This week the Federal government is again taking to the Senate a bill that contains its proposed changes to the age pension after redrafting earlier blocked bills.

The ALP Opposition has already waved through the freezing of the assets test for three years from 2017 in the House of Representatives and will do the same in the Senate. Compromises may emerge from the cross-bench on freezing the income test, slashing the deeming rate thresholds, and raising the eligibility age to 70.

The Prime Minister and his tense backbenchers must be concerned about the potential for political fallout because Mr Abbott took pre-emptive action this month and sent a personal letter to every age pensioner assuring them that what he was planning to do with the pension was OK.

Interestingly, in this letter the Prime Minister avoided mentioning the big-ticket item that pensioners are deeply concerned about – changes to pension indexation.

Pensions currently go up every six months by the higher of the increase in average weekly earnings, the CPI, or the Pensioner and Beneficiary Cost of Living Index or PBCLI. This ensures the pension keeps up with the real cost of living.

The government’s plans would remove both average weekly earnings and the PBCLI in 2017 and only index by CPI. Occasionally that would be all right because the CPI is the higher. But generally this is not the case. In fact only twice in the pastfive years has the CPI been marginally higher.

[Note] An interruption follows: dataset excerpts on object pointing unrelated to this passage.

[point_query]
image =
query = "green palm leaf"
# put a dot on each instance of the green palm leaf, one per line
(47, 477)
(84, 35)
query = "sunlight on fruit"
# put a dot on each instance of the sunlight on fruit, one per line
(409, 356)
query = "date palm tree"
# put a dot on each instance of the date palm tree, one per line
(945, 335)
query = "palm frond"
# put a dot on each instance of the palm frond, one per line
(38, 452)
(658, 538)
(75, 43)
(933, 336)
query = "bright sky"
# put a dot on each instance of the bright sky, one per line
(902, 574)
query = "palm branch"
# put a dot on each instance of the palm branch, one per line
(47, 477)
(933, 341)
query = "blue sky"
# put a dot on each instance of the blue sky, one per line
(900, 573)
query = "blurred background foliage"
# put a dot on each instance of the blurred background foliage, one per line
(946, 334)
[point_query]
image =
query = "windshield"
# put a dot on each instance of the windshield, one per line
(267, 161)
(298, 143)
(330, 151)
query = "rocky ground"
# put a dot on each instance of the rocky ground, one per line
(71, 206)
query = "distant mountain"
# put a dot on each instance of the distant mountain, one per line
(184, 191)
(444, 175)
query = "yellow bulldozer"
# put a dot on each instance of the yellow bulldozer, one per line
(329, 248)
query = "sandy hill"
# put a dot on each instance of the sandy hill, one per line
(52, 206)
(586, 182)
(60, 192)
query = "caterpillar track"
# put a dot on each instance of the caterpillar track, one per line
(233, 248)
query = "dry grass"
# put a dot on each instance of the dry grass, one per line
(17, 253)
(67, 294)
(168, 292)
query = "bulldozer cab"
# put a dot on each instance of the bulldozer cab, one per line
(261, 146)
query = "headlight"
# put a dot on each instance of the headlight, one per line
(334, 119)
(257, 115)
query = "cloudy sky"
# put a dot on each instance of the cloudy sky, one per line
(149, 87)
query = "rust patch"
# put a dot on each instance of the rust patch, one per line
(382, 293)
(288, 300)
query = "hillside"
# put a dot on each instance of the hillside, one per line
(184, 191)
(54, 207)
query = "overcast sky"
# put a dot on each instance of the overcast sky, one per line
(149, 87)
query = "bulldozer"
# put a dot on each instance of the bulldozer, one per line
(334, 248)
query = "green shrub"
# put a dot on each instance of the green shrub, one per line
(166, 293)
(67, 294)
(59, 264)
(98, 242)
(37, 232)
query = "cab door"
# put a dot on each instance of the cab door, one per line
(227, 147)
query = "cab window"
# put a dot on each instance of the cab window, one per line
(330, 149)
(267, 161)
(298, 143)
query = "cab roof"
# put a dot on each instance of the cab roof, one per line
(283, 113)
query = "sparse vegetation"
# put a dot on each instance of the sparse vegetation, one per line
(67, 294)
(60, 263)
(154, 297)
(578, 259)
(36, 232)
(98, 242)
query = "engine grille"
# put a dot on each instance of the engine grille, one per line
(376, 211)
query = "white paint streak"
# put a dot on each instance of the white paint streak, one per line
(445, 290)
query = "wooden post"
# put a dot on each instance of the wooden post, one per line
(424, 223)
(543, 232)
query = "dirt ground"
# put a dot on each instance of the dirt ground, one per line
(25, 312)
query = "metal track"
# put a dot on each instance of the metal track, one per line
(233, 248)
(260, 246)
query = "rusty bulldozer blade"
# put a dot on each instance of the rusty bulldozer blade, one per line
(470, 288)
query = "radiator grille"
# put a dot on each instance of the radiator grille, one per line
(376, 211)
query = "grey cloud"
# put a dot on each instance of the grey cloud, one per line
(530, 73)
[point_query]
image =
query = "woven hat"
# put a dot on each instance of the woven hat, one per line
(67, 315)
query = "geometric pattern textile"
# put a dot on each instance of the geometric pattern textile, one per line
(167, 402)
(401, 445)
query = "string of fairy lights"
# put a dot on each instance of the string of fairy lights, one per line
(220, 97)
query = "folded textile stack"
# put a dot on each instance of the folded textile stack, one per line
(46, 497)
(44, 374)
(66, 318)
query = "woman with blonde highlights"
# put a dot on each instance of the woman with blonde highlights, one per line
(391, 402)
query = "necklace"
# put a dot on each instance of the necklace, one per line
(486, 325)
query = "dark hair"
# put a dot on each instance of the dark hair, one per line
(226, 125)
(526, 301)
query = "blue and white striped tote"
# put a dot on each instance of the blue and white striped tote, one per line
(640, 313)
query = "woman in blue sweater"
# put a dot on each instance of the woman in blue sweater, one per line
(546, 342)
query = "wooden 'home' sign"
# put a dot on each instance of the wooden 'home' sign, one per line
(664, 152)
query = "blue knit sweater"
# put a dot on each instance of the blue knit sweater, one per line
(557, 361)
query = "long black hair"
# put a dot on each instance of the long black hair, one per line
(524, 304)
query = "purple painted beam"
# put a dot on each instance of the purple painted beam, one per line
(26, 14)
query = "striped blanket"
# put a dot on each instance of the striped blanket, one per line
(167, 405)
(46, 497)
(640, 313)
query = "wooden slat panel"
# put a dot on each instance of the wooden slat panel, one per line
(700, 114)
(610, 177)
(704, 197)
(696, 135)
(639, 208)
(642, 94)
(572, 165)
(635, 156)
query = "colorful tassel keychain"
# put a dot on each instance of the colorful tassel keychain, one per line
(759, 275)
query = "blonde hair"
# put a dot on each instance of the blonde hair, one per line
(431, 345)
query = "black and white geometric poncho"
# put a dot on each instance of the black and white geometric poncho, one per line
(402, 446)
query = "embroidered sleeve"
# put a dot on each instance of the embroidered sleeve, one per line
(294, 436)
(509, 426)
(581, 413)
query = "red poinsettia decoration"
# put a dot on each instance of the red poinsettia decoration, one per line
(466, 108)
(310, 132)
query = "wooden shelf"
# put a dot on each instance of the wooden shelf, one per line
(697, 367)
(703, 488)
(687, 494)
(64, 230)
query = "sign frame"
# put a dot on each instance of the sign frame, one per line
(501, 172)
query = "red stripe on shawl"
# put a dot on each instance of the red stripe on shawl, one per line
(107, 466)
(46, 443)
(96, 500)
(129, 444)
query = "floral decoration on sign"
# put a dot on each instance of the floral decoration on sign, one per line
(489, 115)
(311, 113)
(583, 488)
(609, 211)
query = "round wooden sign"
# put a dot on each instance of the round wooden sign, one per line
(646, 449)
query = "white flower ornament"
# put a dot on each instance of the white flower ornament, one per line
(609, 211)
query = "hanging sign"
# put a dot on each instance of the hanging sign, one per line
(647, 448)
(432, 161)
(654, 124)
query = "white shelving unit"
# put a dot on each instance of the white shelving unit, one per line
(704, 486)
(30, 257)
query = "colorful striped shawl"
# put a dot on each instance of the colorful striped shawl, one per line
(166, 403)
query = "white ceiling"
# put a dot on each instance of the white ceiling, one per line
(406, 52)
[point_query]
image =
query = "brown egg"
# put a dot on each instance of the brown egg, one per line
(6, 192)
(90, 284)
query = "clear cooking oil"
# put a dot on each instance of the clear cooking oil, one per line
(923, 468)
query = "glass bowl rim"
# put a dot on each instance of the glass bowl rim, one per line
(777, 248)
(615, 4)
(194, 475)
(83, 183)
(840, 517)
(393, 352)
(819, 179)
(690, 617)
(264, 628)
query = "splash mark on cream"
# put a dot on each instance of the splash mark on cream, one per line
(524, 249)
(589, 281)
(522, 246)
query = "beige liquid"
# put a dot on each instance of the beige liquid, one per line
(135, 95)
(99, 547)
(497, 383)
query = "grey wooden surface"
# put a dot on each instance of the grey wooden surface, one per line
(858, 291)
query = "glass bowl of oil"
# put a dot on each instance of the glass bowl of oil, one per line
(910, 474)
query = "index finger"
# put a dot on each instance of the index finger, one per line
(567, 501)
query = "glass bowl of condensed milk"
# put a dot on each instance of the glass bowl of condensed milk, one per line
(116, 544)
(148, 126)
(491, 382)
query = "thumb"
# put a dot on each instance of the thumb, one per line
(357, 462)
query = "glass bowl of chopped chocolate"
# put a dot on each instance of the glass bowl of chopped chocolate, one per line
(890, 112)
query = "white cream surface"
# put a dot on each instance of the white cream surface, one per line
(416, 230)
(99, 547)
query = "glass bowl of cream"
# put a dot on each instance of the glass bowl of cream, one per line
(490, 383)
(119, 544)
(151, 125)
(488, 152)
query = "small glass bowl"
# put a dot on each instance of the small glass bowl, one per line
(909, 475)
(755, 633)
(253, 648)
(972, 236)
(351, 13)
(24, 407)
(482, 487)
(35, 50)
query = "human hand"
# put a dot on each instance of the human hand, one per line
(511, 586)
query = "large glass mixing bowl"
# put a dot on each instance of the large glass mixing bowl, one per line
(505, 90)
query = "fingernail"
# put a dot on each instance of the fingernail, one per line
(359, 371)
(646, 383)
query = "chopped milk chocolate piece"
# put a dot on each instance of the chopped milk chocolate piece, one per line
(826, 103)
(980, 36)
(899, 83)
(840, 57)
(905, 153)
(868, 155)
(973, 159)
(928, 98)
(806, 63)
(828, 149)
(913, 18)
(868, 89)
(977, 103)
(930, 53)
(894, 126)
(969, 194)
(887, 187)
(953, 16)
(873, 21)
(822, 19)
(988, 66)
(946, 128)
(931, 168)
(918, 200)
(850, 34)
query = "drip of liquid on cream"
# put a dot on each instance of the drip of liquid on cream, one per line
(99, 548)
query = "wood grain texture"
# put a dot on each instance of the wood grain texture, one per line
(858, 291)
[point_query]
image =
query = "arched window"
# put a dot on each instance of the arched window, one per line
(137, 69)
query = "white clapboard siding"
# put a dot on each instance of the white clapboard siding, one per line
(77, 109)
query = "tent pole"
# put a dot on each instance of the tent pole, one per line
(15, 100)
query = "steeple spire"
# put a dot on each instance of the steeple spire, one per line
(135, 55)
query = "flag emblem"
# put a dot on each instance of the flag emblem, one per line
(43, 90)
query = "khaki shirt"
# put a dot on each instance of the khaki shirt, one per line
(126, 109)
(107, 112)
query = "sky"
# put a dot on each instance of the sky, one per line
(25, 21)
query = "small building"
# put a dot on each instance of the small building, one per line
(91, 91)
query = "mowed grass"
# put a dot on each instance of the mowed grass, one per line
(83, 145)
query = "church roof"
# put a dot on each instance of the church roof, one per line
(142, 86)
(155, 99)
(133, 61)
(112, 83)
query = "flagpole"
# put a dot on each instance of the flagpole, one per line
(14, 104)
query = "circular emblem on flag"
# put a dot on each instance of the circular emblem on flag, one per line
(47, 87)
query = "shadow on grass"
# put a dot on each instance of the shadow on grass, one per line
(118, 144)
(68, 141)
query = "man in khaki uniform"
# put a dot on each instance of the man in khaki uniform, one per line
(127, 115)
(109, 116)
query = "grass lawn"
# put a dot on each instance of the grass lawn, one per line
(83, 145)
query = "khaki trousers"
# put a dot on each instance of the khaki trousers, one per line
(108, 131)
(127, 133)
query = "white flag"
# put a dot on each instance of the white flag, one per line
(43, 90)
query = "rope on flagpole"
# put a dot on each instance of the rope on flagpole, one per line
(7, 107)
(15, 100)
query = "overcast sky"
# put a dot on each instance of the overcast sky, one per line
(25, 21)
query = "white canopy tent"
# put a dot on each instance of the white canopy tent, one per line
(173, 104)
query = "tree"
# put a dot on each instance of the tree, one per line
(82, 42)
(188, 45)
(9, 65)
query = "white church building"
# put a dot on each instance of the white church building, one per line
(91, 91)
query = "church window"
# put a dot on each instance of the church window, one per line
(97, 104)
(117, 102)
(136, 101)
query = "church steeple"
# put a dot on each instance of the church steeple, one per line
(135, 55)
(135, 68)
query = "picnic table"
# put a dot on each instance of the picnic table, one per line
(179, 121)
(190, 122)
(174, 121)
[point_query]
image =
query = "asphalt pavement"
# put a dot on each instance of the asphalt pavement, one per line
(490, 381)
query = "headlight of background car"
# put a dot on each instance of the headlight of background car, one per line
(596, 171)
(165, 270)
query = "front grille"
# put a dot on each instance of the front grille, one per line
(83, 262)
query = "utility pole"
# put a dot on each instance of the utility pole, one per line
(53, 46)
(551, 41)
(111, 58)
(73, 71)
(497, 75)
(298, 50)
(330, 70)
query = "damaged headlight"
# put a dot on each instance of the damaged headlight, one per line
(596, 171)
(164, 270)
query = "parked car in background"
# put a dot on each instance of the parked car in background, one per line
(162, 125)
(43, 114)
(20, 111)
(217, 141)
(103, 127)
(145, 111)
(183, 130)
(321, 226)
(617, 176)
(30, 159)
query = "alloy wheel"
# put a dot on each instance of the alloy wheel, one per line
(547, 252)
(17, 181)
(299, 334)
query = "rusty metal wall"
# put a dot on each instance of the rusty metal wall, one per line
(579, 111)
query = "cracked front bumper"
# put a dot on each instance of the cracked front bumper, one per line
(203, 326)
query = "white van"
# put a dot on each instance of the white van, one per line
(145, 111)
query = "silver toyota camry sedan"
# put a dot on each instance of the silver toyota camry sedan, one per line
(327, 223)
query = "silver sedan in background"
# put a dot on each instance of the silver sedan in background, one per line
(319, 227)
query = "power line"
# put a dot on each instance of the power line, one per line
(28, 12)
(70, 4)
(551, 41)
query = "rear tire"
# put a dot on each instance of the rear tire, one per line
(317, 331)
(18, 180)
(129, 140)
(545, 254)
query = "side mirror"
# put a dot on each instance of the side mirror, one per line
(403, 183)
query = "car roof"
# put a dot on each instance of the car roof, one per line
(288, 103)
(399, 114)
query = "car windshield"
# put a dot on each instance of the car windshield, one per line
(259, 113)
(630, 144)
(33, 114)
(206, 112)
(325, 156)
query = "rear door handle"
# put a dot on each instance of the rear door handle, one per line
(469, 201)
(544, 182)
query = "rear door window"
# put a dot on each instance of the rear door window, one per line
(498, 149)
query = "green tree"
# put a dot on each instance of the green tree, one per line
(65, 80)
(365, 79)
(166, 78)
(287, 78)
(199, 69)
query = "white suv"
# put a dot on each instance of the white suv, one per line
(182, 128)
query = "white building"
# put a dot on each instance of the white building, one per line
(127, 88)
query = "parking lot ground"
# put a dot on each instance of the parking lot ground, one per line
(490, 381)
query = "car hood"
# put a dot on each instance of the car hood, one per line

The Parliamentary Budget Office reports that by 2024-25 the proposed changes will reduce the total value of age pensions that year by $6.9 billion. That’s about $2000 a year less for a single pension, more than $3000 less for a couple in today’s dollars.

Why is the government taking such drastic steps and targeting pensioners – many of them Coalition supporters?

According to Treasurer Joe Hockey, it is all about avoiding the budget crisis precipitated by the advent of the ageing population.

Indeed the population is ageing. The population aged 65 plus will increase by 85 per cent between 2011 and 2031 and the percentage aged 65-plus will increase from 13.8 in 2011 to 18.7 in 2031.  That’s more people potentially on the pension and fewer  workers paying income tax to help fund it.

But the sky isn’t falling. We have known about our changing demographics for a long time and have built a pension system which is repeatedly named internationally as one of the most modest and sustainable in the western world. Our pension system costs government only two-thirds of the average for the OECD.

Yet we do have a superannuation system that provides high-income earners and wealthy retirees with very generous tax concessions – in some cases more than the equivalent of a full age pension.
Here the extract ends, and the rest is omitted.